Yang Guicun, Wen Jing, Si Lina, Wang Nianrong, Zhao Yan
Department of Pediatrics, Chongqing Health Center for Women and Children, Chongqing, China.
Department of Pediatrics, Women and Children's Hospital of Chongqing Medical University, Chongqing, China.
Sci Rep. 2025 Apr 30;15(1):15164. doi: 10.1038/s41598-025-98447-5.
Infants classified as large for gestational age (LGA) are often born to mothers with gestational diabetes mellitus (GDM). This study aimed to develop a prediction model to estimate the risk of LGA infants with GDM mothers. This retrospective study included 791 singletons of mothers with GDM delivered at our hospital between June 2018 and May 2020. Data was collected from the hospital's electronic information system. According to whether LGA occurred, participants were divided into two groups to analyze the related factors affecting LGA. Pregnant women were randomly divided into two groups in a 7:3 ratios to generate and validate the model. To optimize the selection of variables, the Least Absolute Shrinkage and Selection Operator (LASSO) regression analysis was employed. A predictive model was subsequently constructed using multivariable logistic regression, incorporating predictors identified through LASSO regression. A nomogram was devised based on the selected variables for visual representation. The predictive model's performance was evaluated using the area under the receiver operating characteristic (ROC) curve (AUC) to assess discrimination, and calibration plots to assess calibration accuracy. Furthermore, decision curve analysis (DCA) was utilized to evaluate the clinical applicability of the models. Logistic regression analysis identified prepregnancy BMI, gestational weight gain (GWG), the 0-hour oral glucose tolerance test (OGTT0h), and parity as independent risk factors for LGA infants. The model demonstrated an area under the curve (AUC) of 0.777 in the training set and 0.744 in the validation set. The DCA illustrated that the nomogram exhibited superior net benefit within the validation cohort when the threshold probabilities were situated between 5% and 55%. Prepregnancy BMI, GWG, OGTT0h, and parity into the risk nomogram increased its usefulness for predicting LGA risk in patients with GDM.
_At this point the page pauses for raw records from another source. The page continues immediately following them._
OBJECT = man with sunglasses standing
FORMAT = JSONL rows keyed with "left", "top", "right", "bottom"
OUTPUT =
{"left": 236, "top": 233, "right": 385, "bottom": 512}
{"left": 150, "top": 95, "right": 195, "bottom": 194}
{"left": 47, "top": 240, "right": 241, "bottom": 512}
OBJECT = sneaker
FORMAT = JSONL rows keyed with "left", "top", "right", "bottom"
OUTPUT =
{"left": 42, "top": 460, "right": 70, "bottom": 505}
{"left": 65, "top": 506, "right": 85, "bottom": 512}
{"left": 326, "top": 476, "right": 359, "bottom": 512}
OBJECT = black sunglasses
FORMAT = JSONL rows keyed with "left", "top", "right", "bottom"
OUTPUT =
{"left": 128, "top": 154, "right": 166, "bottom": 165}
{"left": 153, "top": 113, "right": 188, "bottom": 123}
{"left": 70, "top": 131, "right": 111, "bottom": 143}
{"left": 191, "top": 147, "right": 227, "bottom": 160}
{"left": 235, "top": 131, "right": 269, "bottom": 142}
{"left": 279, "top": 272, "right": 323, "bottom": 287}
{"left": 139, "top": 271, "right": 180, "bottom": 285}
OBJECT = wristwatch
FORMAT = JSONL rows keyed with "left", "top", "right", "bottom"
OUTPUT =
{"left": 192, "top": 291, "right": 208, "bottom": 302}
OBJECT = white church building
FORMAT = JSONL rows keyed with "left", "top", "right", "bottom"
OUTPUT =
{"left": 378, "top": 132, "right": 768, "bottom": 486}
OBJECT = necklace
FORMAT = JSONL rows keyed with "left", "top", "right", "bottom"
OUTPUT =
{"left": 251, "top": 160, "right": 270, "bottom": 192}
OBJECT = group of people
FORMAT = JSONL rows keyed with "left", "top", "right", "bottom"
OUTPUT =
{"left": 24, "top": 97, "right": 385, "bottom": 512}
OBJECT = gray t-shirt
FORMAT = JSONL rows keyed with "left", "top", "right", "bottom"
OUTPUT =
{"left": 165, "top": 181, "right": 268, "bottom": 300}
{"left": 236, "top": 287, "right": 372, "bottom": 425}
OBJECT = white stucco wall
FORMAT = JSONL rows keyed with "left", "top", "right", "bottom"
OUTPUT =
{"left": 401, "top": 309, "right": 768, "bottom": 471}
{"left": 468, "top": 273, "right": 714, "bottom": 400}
出生体重高于胎龄儿(LGA)的婴儿通常出生于患有妊娠期糖尿病(GDM)的母亲。本研究旨在开发一种预测模型,以估计患有GDM的母亲所生LGA婴儿的风险。这项回顾性研究纳入了2018年6月至2020年5月在我院分娩的791例患有GDM的单胎母亲。数据从医院电子信息系统收集。根据是否发生LGA,将参与者分为两组,分析影响LGA的相关因素。孕妇按7:3的比例随机分为两组,以生成和验证模型。为了优化变量选择,采用了最小绝对收缩和选择算子(LASSO)回归分析。随后使用多变量逻辑回归构建预测模型,纳入通过LASSO回归确定的预测因子。根据选定变量设计了列线图以进行可视化展示。使用受试者工作特征(ROC)曲线下面积(AUC)评估预测模型的辨别能力,使用校准图评估校准准确性。此外,利用决策曲线分析(DCA)评估模型的临床适用性。逻辑回归分析确定孕前体重指数、孕期体重增加(GWG)、0小时口服葡萄糖耐量试验(OGTT0h)和产次是LGA婴儿的独立危险因素。该模型在训练集中的曲线下面积(AUC)为0.777,在验证集中为0.744。DCA表明,当阈值概率在5%至55%之间时,列线图在验证队列中显示出更高的净效益。将孕前体重指数、GWG、OGTT0h和产次纳入风险列线图增加了其在预测GDM患者LGA风险方面的实用性。